To be sure, legal scholars have over time imported theory and methods from other fields-including economics, history, political science, psychology, sociology, biology, and anthropology-to make normative claims more rigorous. But most of that arbitrage is used to support or test policy implications of a law, not to determine what the law is. And in any event, we think law can and should contribute its own distinctive methodology, rather than being colonized by other disciplines. The movement we desire would meet this need by developing methods to determine what the law is and how best to apply (perhaps normatively motivated) methods of legal interpretation or analysis.
Our own contribution to the symposium was on doctrinal analysis and "systematic reviews," with special application to my own prior work on whether originalism is "our law." But the symposium volume includes a ton of other great pieces. The volume includes:
- Articles on the methodology of historical gloss by Curtis Bradley, and on originalist methodology by Lawrence Solum.

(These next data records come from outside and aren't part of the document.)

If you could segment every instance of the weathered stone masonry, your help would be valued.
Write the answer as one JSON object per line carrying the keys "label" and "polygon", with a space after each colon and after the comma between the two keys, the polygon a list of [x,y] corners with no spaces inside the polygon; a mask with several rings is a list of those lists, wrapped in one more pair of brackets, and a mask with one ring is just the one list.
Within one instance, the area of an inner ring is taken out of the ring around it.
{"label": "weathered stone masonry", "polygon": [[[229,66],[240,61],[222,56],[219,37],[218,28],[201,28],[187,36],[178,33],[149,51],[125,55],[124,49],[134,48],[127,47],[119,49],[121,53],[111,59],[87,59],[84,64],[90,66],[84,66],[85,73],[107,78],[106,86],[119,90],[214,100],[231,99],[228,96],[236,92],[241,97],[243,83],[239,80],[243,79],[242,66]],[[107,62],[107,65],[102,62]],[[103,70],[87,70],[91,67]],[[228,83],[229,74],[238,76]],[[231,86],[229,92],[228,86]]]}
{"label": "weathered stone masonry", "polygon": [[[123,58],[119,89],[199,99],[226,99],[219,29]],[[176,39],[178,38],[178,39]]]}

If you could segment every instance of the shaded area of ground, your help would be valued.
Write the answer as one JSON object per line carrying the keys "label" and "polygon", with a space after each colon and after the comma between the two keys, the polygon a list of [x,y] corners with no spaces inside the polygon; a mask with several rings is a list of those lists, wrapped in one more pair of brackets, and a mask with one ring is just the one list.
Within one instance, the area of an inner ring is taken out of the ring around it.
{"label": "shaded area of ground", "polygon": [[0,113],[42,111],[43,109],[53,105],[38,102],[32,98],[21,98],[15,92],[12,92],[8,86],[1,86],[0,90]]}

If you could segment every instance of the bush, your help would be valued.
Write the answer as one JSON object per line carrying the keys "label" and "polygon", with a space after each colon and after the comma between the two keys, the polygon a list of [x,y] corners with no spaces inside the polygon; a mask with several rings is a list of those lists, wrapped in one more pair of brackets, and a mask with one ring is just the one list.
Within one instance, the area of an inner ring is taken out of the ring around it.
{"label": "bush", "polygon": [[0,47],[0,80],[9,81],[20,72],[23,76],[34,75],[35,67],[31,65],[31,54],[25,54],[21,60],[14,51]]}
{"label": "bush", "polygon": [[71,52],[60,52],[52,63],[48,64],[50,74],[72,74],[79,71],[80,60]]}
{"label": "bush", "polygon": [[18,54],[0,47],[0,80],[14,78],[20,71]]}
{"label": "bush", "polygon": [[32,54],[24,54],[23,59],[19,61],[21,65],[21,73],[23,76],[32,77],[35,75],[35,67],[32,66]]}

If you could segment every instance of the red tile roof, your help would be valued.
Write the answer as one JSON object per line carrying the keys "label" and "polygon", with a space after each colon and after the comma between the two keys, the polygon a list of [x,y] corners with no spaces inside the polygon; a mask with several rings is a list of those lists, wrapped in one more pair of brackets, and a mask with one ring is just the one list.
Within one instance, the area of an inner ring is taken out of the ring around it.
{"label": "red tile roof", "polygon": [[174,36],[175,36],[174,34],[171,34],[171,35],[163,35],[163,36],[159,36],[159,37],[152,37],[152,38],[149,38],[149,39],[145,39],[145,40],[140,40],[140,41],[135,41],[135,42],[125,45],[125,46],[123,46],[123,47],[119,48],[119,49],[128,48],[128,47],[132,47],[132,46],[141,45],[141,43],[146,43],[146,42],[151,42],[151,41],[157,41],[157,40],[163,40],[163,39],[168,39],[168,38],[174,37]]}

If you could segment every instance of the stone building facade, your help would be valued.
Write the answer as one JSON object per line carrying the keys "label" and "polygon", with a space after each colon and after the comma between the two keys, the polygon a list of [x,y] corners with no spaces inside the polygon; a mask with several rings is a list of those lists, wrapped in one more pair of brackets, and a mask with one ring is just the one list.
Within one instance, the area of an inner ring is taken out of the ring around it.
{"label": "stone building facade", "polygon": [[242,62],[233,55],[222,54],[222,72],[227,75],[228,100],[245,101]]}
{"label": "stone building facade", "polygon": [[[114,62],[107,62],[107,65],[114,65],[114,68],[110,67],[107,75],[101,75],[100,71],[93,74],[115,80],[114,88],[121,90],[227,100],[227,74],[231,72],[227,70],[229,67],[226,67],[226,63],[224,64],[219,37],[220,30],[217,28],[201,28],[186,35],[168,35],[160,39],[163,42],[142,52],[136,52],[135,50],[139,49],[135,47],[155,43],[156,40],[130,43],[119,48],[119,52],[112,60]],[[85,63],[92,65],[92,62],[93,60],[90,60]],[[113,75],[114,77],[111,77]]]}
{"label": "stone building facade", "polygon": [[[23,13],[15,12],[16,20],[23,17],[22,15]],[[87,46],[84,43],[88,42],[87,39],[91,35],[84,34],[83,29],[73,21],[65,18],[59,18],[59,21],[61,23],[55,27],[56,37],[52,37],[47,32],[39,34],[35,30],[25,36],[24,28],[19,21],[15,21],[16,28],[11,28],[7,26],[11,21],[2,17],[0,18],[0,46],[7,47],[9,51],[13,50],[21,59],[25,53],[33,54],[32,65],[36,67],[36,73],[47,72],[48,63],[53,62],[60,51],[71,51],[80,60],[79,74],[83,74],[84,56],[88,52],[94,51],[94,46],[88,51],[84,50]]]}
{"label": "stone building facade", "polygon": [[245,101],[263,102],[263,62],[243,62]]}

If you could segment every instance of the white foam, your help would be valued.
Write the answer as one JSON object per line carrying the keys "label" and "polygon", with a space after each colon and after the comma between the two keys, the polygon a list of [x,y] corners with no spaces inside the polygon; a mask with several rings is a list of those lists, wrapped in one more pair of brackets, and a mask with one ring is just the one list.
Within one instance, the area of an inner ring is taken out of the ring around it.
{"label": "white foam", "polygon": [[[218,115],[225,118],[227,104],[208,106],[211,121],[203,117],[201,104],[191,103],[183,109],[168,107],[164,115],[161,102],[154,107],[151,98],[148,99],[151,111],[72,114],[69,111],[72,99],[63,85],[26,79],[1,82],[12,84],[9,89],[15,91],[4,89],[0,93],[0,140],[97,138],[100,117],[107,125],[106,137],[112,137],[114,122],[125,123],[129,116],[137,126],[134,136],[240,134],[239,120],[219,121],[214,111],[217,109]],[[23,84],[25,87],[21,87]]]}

- Articles on statutory interpretation by Frank Easterbrook and Abbe Gluck.
- Cass Sunstein and Adrian Vermeule's "The Unbearable Rightness of Auer."
- Richard Fallon on reflective equilibrium and interpretive methodology.
- Two articles on concepts, one by my colleagues Tom Ginsburg and Nick Stephanopoulos, and the other by my part-time colleague Richard Epstein.
- Frederick Schauer and Barbara Spellman on analogy.
- Articles on qualitative methods for example selection by Katerina Linos and Melissa Carlson, and on a quantitative approach to Restatements of the Law by Oren Bar-Gill, Omri Ben-Shahar, and Florencia Marotta-Wurgler.
- And Richard Posner, on "Legal Research and Practical Experience."
I hope you'll find something in it worth reading.